1972 fut une année de grandes manifestations paysannes en Bretagne, notamment dans le Finistère et le Morbihan. La cause était les faibles prix des produits agricoles payés aux paysans, par les coopératives, qui avaient été créées afin de mieux vendre et donc d’organiser l’agriculture. Et bien déjà en 1972, les paysans ne trouvaient pas leurs comptes, alors ils firent le nécessaire pour tenter de se défendre et déjà ils se firent « rouler dans la farine ». Cette grande grève du lait a vite été étouffée, il ne fallait pas que cette légitime grogne contamine les autres régions de France.

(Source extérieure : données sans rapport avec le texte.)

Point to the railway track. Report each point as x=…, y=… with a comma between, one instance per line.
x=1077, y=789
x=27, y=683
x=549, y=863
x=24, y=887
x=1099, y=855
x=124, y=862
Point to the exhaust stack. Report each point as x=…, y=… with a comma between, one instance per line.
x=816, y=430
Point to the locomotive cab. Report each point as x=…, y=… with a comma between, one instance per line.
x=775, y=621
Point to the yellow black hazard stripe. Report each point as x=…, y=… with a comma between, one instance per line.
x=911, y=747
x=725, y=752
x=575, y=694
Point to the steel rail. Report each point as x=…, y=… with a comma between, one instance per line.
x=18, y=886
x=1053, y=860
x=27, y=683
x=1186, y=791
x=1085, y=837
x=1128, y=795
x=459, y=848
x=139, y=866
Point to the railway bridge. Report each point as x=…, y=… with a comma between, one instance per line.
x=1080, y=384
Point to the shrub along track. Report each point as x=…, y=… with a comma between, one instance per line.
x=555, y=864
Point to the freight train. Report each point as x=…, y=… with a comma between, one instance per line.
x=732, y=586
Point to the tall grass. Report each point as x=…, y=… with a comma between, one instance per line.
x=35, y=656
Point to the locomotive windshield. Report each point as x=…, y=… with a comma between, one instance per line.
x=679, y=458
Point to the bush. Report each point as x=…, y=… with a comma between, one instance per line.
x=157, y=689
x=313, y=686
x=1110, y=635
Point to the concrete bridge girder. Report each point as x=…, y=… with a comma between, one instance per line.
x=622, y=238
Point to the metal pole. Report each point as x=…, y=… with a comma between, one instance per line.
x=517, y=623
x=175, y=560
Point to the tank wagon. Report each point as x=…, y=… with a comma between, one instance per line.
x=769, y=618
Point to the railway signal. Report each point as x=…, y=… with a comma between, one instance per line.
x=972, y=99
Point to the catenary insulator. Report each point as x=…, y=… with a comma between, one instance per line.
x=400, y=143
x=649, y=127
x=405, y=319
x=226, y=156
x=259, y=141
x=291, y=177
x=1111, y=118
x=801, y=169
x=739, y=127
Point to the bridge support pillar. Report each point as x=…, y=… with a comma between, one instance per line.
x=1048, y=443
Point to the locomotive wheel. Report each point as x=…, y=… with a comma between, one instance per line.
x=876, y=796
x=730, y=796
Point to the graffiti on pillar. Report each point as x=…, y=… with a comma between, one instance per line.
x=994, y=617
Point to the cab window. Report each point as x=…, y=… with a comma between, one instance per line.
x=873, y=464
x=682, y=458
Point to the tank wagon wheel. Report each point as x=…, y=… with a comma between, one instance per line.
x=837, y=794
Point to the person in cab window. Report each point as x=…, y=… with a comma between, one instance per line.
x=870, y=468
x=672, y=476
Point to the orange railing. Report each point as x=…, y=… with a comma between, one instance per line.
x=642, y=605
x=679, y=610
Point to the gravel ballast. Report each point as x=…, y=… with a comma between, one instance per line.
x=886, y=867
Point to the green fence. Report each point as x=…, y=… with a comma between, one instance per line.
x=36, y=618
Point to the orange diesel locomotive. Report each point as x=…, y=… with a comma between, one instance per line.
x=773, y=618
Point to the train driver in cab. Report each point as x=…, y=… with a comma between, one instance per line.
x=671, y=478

Au travers du film « La guerre du lait » (Ndlr : vidéo de la bande-annonce + lien vers le film entier en fin de texte), Guy Chapouillé retrace cette lutte paysanne contre cette injustice et surtout rafraîchit notre mémoire. 45 ans plus tard que reste t-il de cette action? Il faut bien admettre que les générations de paysans qui ont suivi n’ont pas su retenir les leçons, bien mal leur a pris !

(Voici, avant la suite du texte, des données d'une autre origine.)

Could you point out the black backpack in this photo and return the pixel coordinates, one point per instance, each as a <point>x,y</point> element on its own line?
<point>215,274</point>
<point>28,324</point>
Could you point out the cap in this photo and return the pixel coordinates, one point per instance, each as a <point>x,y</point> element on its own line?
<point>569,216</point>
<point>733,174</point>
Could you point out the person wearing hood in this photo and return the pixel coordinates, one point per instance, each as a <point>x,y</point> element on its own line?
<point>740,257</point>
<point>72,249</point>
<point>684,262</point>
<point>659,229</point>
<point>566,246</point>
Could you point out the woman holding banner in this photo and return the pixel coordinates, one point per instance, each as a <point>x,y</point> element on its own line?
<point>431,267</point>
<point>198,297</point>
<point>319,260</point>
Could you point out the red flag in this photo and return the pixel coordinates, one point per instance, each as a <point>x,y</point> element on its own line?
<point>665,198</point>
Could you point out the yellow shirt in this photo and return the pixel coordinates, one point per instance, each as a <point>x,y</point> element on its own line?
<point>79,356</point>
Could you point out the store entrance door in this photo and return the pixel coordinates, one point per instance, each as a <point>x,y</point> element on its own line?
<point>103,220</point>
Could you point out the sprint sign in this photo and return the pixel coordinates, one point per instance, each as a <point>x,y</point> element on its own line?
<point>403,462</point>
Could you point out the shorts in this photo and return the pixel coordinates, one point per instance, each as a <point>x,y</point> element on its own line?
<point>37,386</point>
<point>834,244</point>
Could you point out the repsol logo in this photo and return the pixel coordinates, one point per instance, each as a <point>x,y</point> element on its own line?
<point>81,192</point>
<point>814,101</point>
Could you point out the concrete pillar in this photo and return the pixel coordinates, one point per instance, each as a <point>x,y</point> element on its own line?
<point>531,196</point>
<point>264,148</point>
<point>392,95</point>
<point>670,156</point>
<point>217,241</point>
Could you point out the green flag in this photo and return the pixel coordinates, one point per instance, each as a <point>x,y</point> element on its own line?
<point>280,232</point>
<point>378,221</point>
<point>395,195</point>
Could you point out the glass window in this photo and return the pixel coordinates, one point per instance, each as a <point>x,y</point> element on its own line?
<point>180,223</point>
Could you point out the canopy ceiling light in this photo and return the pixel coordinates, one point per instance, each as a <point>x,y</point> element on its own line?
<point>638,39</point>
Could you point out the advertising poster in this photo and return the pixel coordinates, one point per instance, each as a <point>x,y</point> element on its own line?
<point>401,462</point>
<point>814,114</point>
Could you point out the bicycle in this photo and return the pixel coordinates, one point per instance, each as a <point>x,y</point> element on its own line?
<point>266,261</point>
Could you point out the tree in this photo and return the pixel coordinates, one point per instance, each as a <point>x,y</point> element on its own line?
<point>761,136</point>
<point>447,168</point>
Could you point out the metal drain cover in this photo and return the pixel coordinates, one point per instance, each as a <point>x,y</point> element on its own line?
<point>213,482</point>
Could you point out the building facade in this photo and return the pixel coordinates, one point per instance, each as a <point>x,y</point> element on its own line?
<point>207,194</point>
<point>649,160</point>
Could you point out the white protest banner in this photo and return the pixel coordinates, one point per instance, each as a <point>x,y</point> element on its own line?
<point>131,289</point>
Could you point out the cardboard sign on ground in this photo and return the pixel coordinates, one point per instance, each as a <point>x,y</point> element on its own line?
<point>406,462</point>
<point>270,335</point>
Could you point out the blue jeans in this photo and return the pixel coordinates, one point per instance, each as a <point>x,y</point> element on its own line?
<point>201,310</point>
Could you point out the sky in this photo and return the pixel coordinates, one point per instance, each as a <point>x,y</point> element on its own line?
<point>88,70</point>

Feu Alexis Gourvennec disait « l’agriculture a vocation de fournir l’industrie », chacun comprenait que l’agriculteur était l’allié né de l’industrie alors que M. Gouvennec voulait dire que l’agriculteur sera aliéné par l’industrie, ce qui ne veut pas dire la même chose et surtout n’a pas les mêmes conséquences : le produire toujours plus était en ordre de marche ! Depuis la fin des années 70 l’Agriculture a changé de dimension, en mieux ? Toujours est-il que les fermes d’alors n’ont rien à voir avec celles d’aujourd’hui. Force est de constater que l’agriculteur est de plus en plus dépendant de l’industriel , tant pour sa façon de produire que pour la commercialisation de ses produits : le paysan est industriel-dépendant, et le problème de sa rémunération demeure.

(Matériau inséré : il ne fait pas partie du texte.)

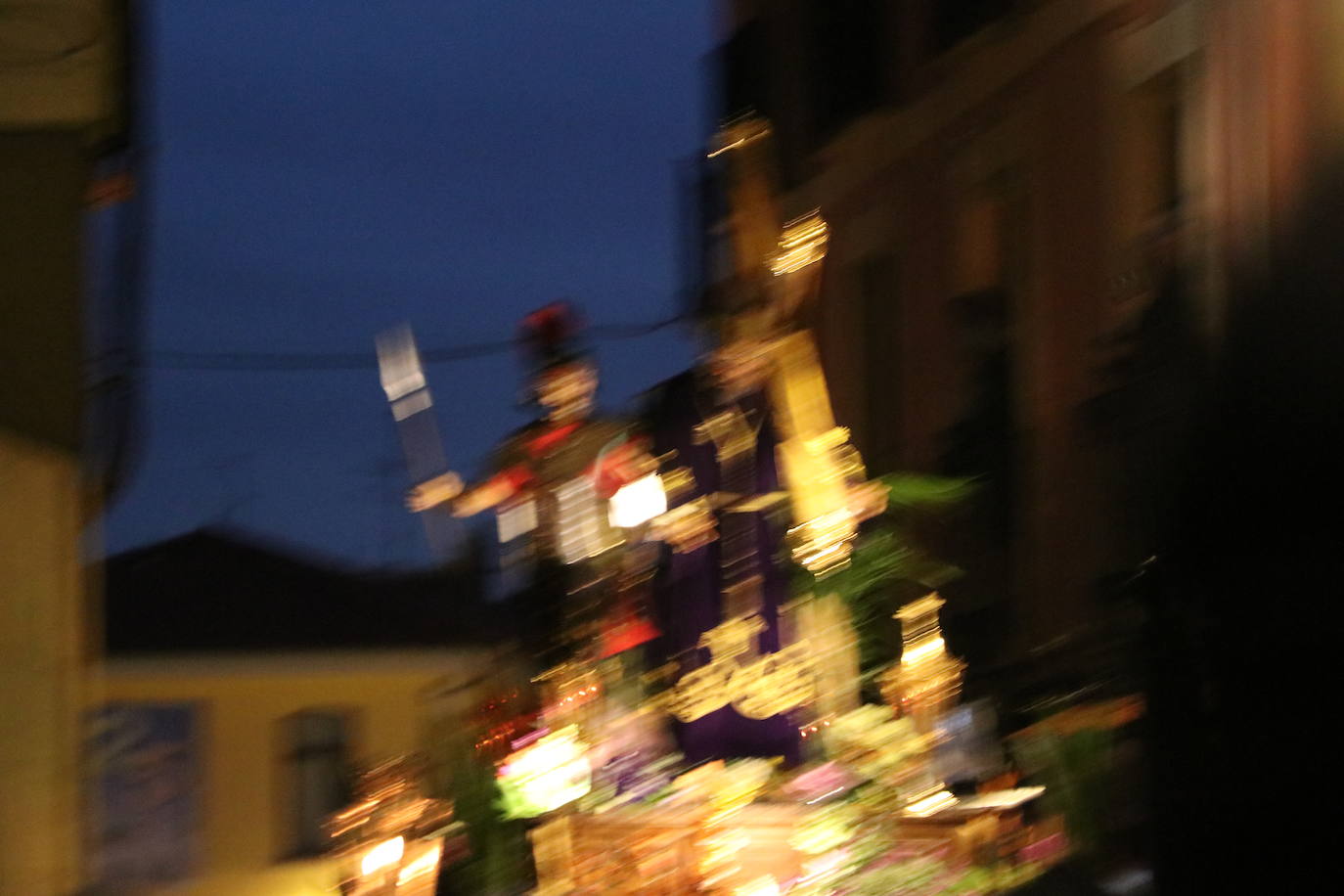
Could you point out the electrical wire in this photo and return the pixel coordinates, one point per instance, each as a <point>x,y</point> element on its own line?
<point>281,362</point>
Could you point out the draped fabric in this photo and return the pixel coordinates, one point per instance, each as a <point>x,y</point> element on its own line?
<point>689,587</point>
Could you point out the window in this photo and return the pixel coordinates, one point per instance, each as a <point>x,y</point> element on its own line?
<point>850,55</point>
<point>882,360</point>
<point>955,21</point>
<point>316,776</point>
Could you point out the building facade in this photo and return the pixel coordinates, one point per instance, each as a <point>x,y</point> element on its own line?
<point>1042,212</point>
<point>243,690</point>
<point>62,96</point>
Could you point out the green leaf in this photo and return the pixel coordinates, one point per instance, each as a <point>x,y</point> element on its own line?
<point>919,490</point>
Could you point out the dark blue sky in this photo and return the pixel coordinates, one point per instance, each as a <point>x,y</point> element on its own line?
<point>327,169</point>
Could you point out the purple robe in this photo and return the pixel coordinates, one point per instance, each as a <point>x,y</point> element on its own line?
<point>689,587</point>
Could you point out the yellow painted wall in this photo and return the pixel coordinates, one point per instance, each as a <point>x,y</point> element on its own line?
<point>244,831</point>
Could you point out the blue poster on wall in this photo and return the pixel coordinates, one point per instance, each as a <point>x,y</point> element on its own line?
<point>148,814</point>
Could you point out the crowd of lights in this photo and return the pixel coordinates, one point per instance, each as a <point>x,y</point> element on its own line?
<point>546,774</point>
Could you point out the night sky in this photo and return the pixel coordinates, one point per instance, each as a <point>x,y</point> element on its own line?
<point>328,169</point>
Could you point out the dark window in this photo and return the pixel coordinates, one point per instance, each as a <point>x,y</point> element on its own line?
<point>955,21</point>
<point>316,780</point>
<point>848,40</point>
<point>744,71</point>
<point>882,362</point>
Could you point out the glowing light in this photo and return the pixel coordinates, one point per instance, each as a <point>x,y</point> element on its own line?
<point>515,520</point>
<point>545,776</point>
<point>802,244</point>
<point>929,648</point>
<point>765,885</point>
<point>381,856</point>
<point>424,864</point>
<point>578,535</point>
<point>765,687</point>
<point>931,805</point>
<point>639,503</point>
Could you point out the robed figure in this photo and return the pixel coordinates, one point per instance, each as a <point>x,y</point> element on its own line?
<point>772,486</point>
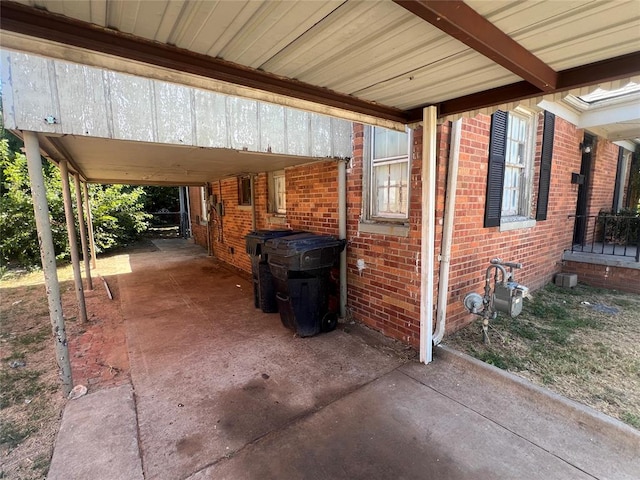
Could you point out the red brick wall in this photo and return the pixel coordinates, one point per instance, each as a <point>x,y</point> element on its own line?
<point>386,296</point>
<point>312,197</point>
<point>473,245</point>
<point>602,276</point>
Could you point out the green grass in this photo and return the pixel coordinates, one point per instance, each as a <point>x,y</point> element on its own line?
<point>562,342</point>
<point>34,339</point>
<point>18,385</point>
<point>11,435</point>
<point>632,419</point>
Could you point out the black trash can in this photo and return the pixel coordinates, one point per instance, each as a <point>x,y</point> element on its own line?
<point>264,292</point>
<point>301,266</point>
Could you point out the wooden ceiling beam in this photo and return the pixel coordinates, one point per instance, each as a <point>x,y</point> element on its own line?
<point>616,68</point>
<point>460,21</point>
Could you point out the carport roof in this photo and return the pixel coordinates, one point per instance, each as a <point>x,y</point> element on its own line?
<point>378,62</point>
<point>382,59</point>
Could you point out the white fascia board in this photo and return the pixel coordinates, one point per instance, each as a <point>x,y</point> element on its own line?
<point>607,115</point>
<point>627,145</point>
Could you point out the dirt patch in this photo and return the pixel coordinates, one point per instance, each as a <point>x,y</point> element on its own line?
<point>583,343</point>
<point>31,400</point>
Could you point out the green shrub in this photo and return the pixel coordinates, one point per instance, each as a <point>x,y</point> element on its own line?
<point>117,210</point>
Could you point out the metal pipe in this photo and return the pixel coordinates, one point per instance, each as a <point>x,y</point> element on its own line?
<point>447,232</point>
<point>73,244</point>
<point>48,257</point>
<point>207,195</point>
<point>83,232</point>
<point>188,202</point>
<point>87,208</point>
<point>342,233</point>
<point>427,244</point>
<point>181,223</point>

1984, on impose aux paysans les quotas laitiers, et le moins que l’on puisse dire est que la pilule fut dure à avaler pour certains et pourtant… La question que l’on doit se poser, encore aujourd’hui, est : Pourquoi l’Europe a décidé de mettre en place les quotas laitiers ? En 1984, l’Europe croule sous le poids des stocks de beurre et de poudre de lait, déjà la surproduction ! Ce qui a un coût exorbitant, devant l’imminence de la catastrophe deux choix sont possibles ;
1) instauration de quotas laitiers afin de réduire la production pour assainir le marché.
2) le laisser faire, c’est le marché qui va assainir tout cela.

L’Europe choisit l’option des quotas afin d’assurer un revenu aux paysans et, par la même occasion, de préserver un nombre certain de paysans. La voie du laisser faire aurait été désastreuse économiquement et socialement pour les paysans et l’ensemble de la société. Après ce constat , il est facile de comprendre que depuis le 1er avril 2015, date de la fin des quotas laitiers, tout ce qui se passe était prévisible, pourquoi voulez-vous que ce qui ne marchait pas avant les quotas laitiers marche après les quotas laitiers : les mêmes causes produisent toujours les mêmes effets.
1984, donc, mise en place des quotas laitiers et finalement la catastrophe telle qu’annoncée par les libéraux ne se produit pas, bien au contraire. Les paysans ont une rémunération, restent nombreux et sur tout le territoire, les industriels, quant à eux, s’adaptent fort bien à ce système. Une économie, à l’échelle de l’Europe, se mettait en place et un équilibre certain était trouvé. C’était sans compter sur le besoin d’impérialisme des libéraux à qui il faut toujours plus. Ils ont sans cesse œuvré contre les quotas laitiers jusqu’à faire « sauter le verrou » le 1er avril 2015. Trois mois et demi plus tard donc, en juillet 2015, grosses manifestations en France contre les prix des produits agricoles payés aux producteurs ; on allait voir ce qu’on allait voir ! Et si rien ne bougeait, promis, juré, en septembre « ça va barder, comme jamais ! », rien ne bouge ! Septembre 2015, grande procession de tracteurs à Paris, un vrai show à l’américaine, résultat? Des broutilles. Janvier 2016, la France est quasiment prise en otage avec souvent des comportements dignes de voyous, et là, toujours rien ! Depuis l’après guerre il suffisait aux paysans de « gueuler » un bon coup et les choses rentraient dans l’ordre et bien, pas cette fois-ci : l’éradication des paysans est bien en route…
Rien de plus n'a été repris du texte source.